Decentralized checks and balances can overcome the limitations of a single central authority, especially in large, diverse nations.
Speaker: Speaker 1
What tiered risk classification schemes should be applied to biodesign tools and AI models to enable proportionate safeguards?
Differentiating high‑risk from low‑risk tools helps allocate resources efficiently and avoid over‑regulation.
Speaker: Speaker 1
How can the Global South build AI safety capacity through institutes, commons, and networks (e.g., AI safety commons, Global South trustworthy AI network)?
Localized expertise and collaborative platforms are needed to tailor governance to regional contexts.
Speaker: Speaker 3
How can data standards for AI‑enabled biosurveillance be harmonized across countries, possibly using federated frameworks like HL7 FHIR?
Standardized, interoperable data formats enable effective cross‑border monitoring and response.
Speaker: Speaker 2
What legal safe‑harbor mechanisms are needed to facilitate cross‑border data sharing during public‑health emergencies?

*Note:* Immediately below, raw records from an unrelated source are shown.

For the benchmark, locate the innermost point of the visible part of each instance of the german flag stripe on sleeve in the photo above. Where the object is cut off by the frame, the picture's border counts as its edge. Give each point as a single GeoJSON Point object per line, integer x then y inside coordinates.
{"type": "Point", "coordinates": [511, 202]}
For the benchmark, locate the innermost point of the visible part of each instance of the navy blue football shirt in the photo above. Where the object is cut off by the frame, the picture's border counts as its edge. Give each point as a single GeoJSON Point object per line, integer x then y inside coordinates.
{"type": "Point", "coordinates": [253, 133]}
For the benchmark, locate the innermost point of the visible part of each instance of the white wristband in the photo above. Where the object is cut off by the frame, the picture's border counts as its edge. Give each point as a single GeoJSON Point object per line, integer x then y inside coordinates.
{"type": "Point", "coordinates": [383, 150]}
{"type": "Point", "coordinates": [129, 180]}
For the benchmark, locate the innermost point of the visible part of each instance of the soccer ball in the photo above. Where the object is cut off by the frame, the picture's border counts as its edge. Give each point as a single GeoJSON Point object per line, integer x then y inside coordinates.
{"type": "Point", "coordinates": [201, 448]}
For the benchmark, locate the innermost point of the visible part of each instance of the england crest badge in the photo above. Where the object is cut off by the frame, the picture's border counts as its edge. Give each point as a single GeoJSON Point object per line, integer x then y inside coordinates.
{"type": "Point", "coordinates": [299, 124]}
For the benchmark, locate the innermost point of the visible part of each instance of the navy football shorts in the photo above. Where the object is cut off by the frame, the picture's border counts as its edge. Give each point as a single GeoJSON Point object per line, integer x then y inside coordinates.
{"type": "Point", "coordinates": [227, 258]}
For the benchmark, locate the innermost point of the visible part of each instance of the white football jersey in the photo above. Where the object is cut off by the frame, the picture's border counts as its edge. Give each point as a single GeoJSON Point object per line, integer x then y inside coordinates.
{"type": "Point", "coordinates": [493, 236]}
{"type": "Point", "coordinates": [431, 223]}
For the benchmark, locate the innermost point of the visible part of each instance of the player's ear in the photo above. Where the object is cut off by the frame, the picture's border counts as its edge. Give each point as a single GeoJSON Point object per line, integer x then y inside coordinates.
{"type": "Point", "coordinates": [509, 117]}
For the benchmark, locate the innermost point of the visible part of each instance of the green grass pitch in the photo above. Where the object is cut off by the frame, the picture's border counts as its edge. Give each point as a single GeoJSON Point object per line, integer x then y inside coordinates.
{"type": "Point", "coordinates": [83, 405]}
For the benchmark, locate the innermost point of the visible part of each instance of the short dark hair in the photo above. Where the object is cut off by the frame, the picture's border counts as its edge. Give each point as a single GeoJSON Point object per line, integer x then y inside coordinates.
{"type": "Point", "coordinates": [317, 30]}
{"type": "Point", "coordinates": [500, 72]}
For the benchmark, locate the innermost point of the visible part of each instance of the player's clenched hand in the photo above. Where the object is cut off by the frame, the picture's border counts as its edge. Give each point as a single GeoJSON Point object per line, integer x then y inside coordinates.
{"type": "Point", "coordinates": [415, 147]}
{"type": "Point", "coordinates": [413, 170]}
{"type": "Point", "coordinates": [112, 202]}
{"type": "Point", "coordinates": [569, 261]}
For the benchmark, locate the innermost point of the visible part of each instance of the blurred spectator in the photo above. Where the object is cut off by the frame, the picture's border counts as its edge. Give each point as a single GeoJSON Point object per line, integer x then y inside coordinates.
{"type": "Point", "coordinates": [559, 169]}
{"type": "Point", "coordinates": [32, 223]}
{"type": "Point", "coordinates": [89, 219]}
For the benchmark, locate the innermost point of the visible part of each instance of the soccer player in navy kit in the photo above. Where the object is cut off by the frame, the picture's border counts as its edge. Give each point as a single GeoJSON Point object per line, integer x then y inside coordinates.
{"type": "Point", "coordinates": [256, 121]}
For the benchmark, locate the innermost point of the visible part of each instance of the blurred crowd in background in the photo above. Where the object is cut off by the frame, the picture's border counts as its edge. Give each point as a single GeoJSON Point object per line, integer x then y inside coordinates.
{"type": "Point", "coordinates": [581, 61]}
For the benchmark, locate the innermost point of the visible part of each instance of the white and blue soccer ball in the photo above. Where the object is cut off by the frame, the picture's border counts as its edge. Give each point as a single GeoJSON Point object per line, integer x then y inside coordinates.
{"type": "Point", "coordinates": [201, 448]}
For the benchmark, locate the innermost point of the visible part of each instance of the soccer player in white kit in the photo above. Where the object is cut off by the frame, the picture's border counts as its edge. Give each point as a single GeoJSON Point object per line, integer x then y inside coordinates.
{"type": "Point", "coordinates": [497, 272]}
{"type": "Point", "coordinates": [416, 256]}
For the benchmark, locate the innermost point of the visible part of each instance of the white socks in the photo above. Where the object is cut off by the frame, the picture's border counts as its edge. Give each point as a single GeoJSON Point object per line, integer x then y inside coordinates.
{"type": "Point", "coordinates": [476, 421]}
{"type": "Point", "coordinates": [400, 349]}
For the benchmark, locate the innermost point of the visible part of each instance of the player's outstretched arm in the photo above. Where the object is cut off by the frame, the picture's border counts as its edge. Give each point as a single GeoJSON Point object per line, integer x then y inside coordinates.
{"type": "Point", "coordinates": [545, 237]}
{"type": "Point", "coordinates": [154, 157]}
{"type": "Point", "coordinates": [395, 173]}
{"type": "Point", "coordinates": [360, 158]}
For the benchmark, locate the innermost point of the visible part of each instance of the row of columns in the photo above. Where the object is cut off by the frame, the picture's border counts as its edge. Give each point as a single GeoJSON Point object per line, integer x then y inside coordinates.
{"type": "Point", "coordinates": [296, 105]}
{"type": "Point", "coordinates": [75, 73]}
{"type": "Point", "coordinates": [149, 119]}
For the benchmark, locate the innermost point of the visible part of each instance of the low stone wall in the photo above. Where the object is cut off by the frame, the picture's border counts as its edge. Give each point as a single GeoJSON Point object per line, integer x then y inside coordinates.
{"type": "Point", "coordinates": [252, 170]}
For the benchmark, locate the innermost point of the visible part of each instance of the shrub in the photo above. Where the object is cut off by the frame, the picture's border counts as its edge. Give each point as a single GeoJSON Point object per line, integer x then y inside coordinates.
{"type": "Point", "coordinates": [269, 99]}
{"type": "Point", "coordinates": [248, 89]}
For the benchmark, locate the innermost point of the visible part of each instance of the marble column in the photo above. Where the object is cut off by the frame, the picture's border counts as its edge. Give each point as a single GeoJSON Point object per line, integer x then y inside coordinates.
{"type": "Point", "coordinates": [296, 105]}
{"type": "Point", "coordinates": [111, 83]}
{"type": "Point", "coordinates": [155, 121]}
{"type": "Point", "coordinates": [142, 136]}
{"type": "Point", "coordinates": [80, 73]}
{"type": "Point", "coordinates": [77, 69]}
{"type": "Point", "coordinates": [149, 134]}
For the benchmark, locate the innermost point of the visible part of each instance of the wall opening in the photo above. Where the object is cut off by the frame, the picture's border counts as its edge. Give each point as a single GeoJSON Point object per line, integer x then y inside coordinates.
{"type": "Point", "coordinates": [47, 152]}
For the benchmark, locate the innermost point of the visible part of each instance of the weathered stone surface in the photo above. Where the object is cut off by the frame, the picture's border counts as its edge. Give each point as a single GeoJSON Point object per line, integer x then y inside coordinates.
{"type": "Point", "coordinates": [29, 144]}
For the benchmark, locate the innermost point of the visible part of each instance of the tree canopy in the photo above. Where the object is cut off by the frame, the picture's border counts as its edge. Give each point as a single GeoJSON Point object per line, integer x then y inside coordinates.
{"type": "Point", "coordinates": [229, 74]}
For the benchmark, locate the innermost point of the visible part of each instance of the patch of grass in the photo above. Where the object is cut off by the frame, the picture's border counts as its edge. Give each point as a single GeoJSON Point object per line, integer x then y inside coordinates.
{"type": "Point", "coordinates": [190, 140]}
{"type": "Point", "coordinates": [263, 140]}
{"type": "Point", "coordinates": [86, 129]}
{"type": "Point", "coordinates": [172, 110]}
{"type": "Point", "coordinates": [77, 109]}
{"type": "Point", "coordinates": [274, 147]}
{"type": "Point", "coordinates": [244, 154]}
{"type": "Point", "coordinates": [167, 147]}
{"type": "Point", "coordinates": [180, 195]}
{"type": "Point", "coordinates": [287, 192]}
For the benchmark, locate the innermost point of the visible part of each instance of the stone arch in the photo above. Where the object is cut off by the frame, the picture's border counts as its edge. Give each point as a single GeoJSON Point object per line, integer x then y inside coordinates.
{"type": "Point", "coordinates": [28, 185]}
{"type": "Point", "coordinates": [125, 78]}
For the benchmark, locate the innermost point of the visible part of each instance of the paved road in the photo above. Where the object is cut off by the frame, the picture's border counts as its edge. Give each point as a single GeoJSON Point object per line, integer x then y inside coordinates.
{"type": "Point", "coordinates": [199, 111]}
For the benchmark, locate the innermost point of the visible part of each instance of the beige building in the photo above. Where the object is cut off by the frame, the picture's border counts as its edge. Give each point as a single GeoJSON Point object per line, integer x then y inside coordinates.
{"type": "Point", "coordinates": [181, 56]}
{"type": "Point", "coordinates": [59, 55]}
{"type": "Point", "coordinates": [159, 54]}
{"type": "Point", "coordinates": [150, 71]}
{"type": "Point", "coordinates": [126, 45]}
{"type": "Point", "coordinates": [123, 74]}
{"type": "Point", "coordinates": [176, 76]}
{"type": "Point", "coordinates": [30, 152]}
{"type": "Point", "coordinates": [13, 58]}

Pre‑negotiated legal protections can reduce hesitation to share critical data when crises arise.
Speaker: Speaker 2
How can shared evaluation criteria and incident‑reporting mechanisms be tailored to regional contexts (e.g., Indian settings) while maintaining consistency?
Context‑specific frameworks ensure relevance while enabling comparable assessments across jurisdictions.
Speaker: Speaker 3
How can agentic AI be employed to monitor and prevent misuse of AI tools in vaccine development and other high‑risk domains?
Using AI to guard against AI‑driven threats creates a self‑reinforcing safety loop.
Speaker: Speaker 1
What tech‑sovereignty measures can be implemented to control the import, export, and deployment of AI safety‑critical models and data?
National control over critical AI assets can mitigate risks of uncontrolled diffusion.
Speaker: Speaker 1
What would be the design and governance model for a six‑monthly, multilateral AI safety institute anchored to the Biological Weapons Convention or WHO?
Regular, internationally coordinated assessments could provide continuous oversight of frontier bio‑AI systems.
Speaker: Speaker 2
What are the feasibility and performance considerations of deploying small language models for edge use in low‑resource settings?
Smaller models may offer appropriate capability without the overhead of large, resource‑intensive systems.
Speaker: Speaker 3
How should socio‑cultural impacts and biases of AI models be evaluated for specific deployment environments in Southeast Asia?
Context‑aware assessments are needed to prevent harms that arise from cultural mismatches or bias.
Speaker: Speaker 3
How can pre‑deployment assessment rubrics and credentialed researcher networks with tiered confidentiality be designed to balance openness and security?
Structured access controls can enable responsible research while limiting exposure of dangerous capabilities.
Speaker: Speaker 2

Disclaimer: This is not an official session record. DiploAI generates these resources from audiovisual recordings, and they are presented as-is, including potential errors. Due to logistical challenges, such as discrepancies in audio/video or transcripts, names may be misspelled. We strive for accuracy to the best of our ability.